Used a couple of US recipes recently and most of the ingredients are in cups, or spoons, not by weight. This is a nightmare to convert. Do Americans not own scales or something? What’s the reason for measuring everything by volume?
Used a couple of US recipes recently and most of the ingredients are in cups, or spoons, not by weight. This is a nightmare to convert. Do Americans not own scales or something? What’s the reason for measuring everything by volume?
But also, there’s no real incentive to change… my brownies taste just fine with a 1/3 cup of oil and a 1/3 cup of water. I am sure they would taste just as good with 80 g of each, but if it works, why change it?

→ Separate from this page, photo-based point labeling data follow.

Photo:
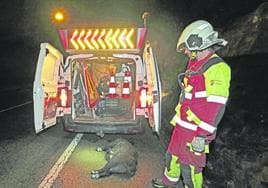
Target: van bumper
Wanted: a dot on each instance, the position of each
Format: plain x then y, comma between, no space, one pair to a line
129,127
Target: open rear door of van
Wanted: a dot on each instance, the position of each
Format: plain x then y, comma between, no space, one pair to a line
45,87
154,88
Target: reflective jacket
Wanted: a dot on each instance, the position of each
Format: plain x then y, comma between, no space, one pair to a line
205,91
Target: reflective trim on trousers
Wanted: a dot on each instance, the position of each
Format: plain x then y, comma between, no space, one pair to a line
207,127
217,99
200,94
185,124
188,95
172,179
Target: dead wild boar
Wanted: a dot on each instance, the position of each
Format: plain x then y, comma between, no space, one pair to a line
121,159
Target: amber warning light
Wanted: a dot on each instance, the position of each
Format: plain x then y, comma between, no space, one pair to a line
102,39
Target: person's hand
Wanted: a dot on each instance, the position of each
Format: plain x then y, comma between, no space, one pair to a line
198,144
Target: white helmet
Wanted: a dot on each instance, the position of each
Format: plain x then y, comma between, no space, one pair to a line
199,35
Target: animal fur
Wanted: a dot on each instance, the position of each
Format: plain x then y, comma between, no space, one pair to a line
121,159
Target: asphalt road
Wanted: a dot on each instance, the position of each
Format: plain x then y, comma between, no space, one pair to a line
27,158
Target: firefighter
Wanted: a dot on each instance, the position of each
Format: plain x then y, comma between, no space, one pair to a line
204,93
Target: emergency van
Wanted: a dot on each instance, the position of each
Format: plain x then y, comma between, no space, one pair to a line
108,82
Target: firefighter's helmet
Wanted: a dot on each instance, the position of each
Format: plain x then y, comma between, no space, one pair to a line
198,36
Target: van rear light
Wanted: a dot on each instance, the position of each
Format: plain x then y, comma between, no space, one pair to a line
143,98
63,97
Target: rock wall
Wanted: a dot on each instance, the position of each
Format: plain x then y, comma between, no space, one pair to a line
248,34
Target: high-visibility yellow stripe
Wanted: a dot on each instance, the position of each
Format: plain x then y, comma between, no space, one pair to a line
207,127
200,94
217,99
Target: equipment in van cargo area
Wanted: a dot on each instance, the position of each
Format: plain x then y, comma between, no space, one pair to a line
102,89
106,89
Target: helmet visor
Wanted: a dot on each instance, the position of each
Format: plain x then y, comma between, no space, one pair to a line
181,47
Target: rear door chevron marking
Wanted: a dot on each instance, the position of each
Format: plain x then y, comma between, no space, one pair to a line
80,39
89,45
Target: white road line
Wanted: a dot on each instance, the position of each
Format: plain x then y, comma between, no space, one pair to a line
55,170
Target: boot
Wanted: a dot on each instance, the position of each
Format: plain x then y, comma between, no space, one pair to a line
158,183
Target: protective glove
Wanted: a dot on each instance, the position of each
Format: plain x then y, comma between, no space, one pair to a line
198,144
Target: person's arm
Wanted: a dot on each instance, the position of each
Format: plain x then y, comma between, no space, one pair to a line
217,81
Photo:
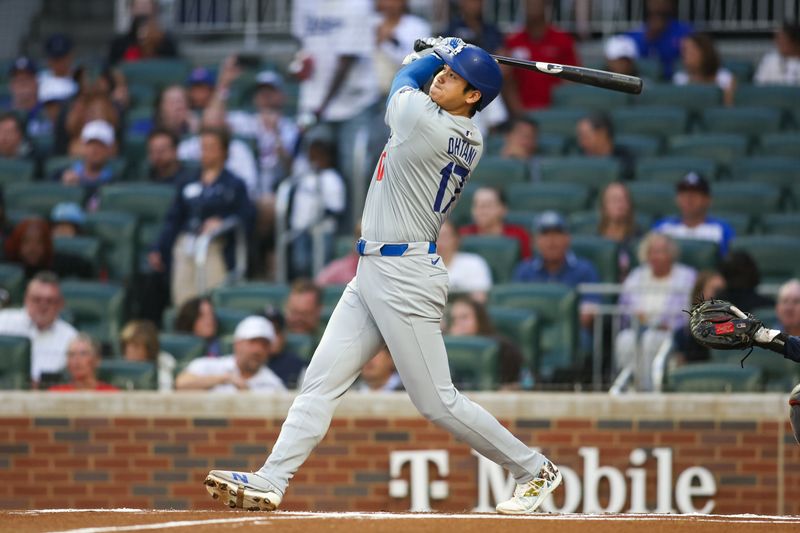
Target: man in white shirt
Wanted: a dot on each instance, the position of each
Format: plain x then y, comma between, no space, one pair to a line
244,370
39,321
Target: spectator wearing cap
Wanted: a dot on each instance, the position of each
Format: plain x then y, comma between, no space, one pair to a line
555,263
620,52
693,198
93,170
489,209
595,136
245,369
283,361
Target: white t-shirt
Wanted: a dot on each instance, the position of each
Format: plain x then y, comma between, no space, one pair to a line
774,69
48,347
329,29
264,381
469,273
240,160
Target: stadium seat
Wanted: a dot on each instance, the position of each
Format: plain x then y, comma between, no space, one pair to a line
723,148
691,97
12,279
671,169
97,308
602,253
749,198
498,171
128,375
302,344
40,197
15,170
558,121
556,305
520,326
473,362
639,144
594,172
714,377
501,253
571,95
15,365
698,254
183,347
156,73
86,248
537,197
776,255
251,297
148,201
117,234
659,121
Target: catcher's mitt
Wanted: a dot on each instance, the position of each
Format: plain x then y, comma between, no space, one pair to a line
721,325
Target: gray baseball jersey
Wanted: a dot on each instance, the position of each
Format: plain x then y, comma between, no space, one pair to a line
423,169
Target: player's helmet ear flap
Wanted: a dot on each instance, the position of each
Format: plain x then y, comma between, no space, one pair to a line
477,67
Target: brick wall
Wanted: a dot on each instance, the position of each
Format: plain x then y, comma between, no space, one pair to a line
115,457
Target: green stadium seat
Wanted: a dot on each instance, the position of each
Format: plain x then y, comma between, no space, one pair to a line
564,197
41,197
691,97
781,224
777,256
698,254
501,253
639,144
86,248
183,347
497,172
473,362
556,306
602,253
128,375
148,201
558,121
302,344
15,365
116,231
156,72
572,95
521,326
251,297
12,279
659,121
595,172
779,144
714,377
671,169
723,148
15,170
97,308
653,198
746,197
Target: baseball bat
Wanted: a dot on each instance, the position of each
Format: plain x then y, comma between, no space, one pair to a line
587,76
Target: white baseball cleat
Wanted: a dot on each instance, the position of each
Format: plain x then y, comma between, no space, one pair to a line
243,490
528,497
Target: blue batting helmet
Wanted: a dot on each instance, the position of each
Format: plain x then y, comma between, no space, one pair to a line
476,66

What logic is there in saying grams are better than cups of both work well for the intended task? If I were a professional baker, it’s entirely possible I would have a different opinion, but I (like 99% of Americans) am not.
The difference is accuracy.
But what I’m saying is I’m plenty accurate enough with cups… there would be no appreciable difference for my box of brownies.

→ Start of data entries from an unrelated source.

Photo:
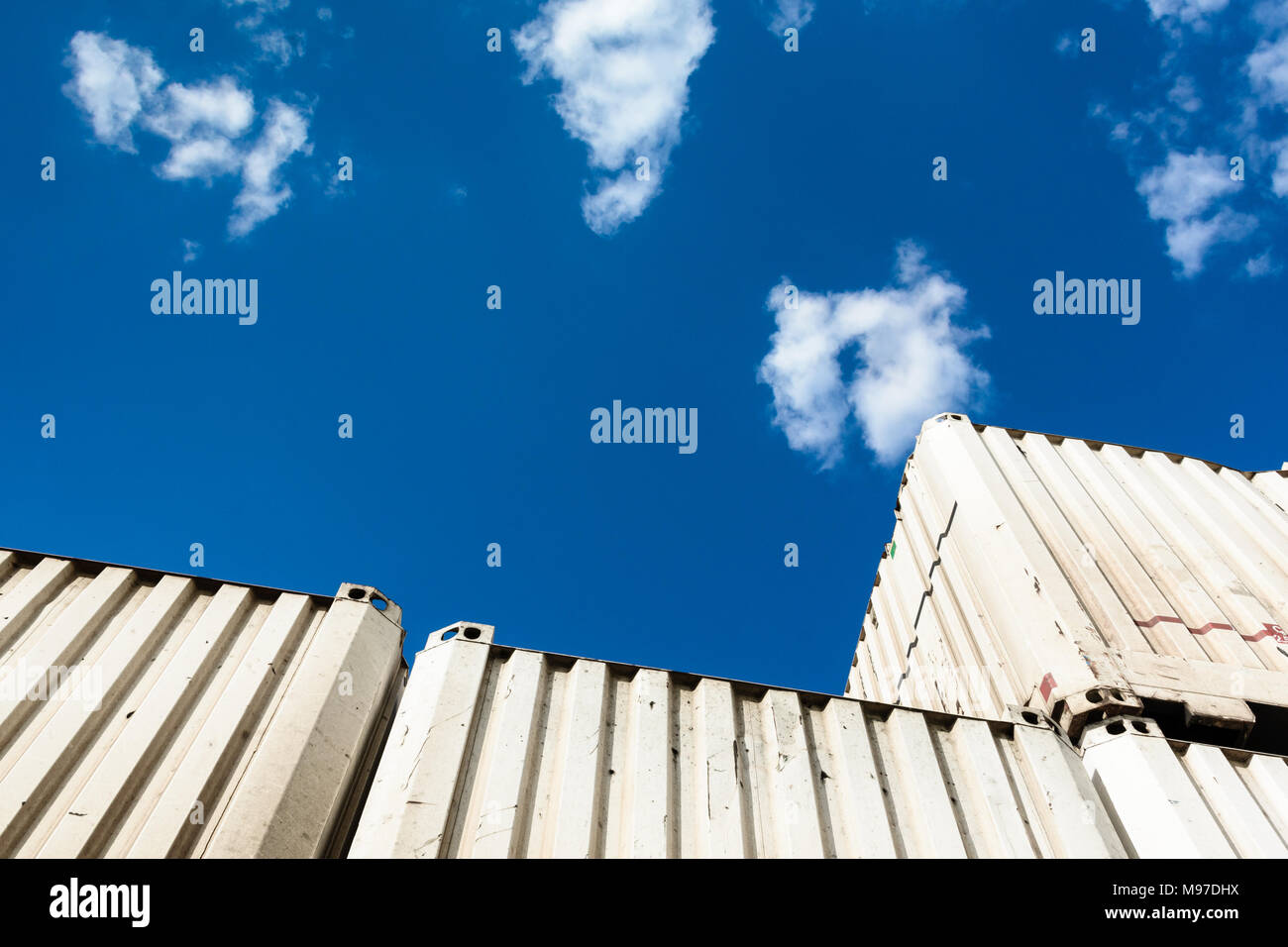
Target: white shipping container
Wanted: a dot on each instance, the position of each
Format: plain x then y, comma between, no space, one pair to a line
145,714
506,753
1082,579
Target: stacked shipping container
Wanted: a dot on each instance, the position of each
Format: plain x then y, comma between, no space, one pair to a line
156,715
1083,579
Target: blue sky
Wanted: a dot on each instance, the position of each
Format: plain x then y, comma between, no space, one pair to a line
516,169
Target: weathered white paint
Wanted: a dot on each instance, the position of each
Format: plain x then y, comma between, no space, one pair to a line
261,705
506,753
1077,578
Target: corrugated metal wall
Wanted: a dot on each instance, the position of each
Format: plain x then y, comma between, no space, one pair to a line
1080,578
505,753
1188,800
156,715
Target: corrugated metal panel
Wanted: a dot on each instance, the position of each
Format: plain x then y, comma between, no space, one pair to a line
505,753
1188,800
1080,578
147,714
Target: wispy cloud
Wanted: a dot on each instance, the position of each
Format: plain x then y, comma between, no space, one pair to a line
1180,145
254,12
623,71
275,47
911,360
1181,193
120,89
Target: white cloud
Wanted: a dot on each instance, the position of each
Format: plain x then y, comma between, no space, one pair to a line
911,361
623,68
277,47
1261,265
1190,12
263,193
111,81
786,13
1180,192
1267,71
119,86
220,107
256,11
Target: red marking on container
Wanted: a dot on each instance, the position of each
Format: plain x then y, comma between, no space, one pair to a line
1266,631
1047,686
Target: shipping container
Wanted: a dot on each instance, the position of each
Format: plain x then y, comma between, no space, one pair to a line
1085,579
1171,799
509,753
147,714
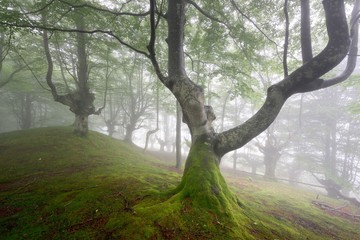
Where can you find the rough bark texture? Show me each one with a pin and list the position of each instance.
(80, 101)
(202, 182)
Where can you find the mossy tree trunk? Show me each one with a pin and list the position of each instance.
(202, 181)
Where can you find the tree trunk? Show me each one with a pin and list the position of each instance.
(178, 136)
(202, 182)
(81, 124)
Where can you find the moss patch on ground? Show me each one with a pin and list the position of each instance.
(55, 185)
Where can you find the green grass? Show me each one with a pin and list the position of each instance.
(55, 185)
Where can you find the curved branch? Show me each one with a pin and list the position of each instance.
(286, 41)
(309, 73)
(252, 22)
(353, 50)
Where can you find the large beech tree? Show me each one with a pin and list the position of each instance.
(202, 180)
(202, 183)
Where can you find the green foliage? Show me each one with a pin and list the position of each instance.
(55, 185)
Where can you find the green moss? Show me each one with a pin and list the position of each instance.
(100, 188)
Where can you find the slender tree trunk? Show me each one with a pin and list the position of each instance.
(178, 136)
(81, 124)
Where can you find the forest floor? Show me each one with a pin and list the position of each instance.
(54, 185)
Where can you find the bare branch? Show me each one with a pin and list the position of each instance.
(286, 41)
(47, 28)
(309, 73)
(252, 22)
(85, 5)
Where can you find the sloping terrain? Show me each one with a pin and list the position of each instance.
(54, 185)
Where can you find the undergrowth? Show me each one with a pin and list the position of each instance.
(55, 185)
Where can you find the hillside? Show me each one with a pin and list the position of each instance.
(54, 185)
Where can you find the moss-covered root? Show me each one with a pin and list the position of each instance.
(202, 183)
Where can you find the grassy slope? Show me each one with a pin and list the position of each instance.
(54, 185)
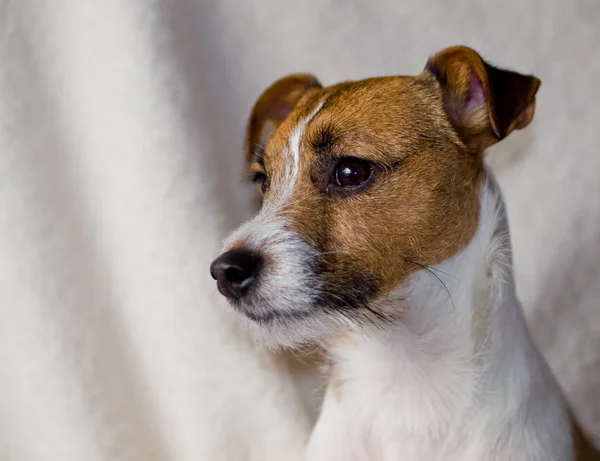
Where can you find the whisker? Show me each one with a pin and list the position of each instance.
(429, 269)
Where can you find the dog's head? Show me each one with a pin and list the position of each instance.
(363, 184)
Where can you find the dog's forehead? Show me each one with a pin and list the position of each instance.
(378, 110)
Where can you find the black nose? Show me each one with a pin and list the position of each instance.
(235, 271)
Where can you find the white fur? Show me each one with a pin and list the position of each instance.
(459, 380)
(288, 278)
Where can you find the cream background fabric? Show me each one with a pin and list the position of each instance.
(121, 126)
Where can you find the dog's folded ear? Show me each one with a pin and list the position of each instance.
(484, 103)
(273, 106)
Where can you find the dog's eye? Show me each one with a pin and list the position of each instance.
(259, 178)
(352, 172)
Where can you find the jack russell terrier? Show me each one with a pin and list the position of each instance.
(383, 237)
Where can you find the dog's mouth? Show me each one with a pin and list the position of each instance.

You’re maybe plenty accurate for the brownies of your preference, but probably not for professional cooking or other activities that require accuracy.
The vast majority of the planet are not professional cooks.
Not the point.
Absolutely the point. Precision is not needed in the vast majority of cooking. It’s a pointless, time-consuming step.

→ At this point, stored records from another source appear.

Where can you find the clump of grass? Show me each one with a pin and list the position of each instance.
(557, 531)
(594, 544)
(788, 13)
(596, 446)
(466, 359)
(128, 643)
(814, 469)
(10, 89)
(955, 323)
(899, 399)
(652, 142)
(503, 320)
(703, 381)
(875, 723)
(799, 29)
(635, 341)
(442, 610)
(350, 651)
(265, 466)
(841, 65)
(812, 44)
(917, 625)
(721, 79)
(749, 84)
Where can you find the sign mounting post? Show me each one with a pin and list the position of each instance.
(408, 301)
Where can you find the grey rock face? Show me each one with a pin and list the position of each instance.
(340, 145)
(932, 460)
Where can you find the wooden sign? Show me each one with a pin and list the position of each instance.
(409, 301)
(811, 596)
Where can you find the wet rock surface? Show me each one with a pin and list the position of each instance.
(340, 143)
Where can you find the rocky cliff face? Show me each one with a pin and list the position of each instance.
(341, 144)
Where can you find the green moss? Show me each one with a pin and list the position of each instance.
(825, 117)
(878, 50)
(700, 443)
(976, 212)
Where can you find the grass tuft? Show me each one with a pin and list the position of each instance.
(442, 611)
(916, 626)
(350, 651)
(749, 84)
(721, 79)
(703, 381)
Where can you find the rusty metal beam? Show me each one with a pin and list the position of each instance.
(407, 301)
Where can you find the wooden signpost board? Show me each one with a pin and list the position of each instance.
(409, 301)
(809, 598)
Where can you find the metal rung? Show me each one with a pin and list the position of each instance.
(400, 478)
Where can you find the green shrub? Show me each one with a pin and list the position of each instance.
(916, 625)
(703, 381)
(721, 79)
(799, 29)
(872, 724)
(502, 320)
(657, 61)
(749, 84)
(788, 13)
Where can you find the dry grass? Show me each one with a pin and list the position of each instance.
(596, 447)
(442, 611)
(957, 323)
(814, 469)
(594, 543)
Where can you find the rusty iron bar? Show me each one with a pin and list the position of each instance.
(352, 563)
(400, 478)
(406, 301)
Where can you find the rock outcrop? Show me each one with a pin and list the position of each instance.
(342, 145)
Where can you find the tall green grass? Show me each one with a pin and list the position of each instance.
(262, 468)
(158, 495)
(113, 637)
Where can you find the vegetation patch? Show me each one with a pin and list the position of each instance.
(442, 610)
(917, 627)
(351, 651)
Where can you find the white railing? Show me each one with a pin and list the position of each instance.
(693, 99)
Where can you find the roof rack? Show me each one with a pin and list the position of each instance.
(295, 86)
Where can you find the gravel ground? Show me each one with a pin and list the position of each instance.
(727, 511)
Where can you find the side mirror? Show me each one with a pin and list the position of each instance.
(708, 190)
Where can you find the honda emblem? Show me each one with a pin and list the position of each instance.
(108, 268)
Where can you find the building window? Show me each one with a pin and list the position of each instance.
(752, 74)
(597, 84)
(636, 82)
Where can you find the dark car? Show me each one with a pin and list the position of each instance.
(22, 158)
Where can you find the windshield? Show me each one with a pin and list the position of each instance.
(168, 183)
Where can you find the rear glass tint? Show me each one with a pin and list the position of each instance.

Volumetric measurement is superior. Yes, I’d rather it be liters instead of cups, but cups is better than grams.
I’m not just talking about home cooking. It’s just one thing. I’m talking about life in general. We Americans have a tendency to do these weird things based purely on tradition when there are more precise and logical solutions available. But no, no: “We’re unique and exceptional. We do it the American way.” Ridiculous.
Well, I’m specifically talking about measurements in home cooking. But you have fun with that.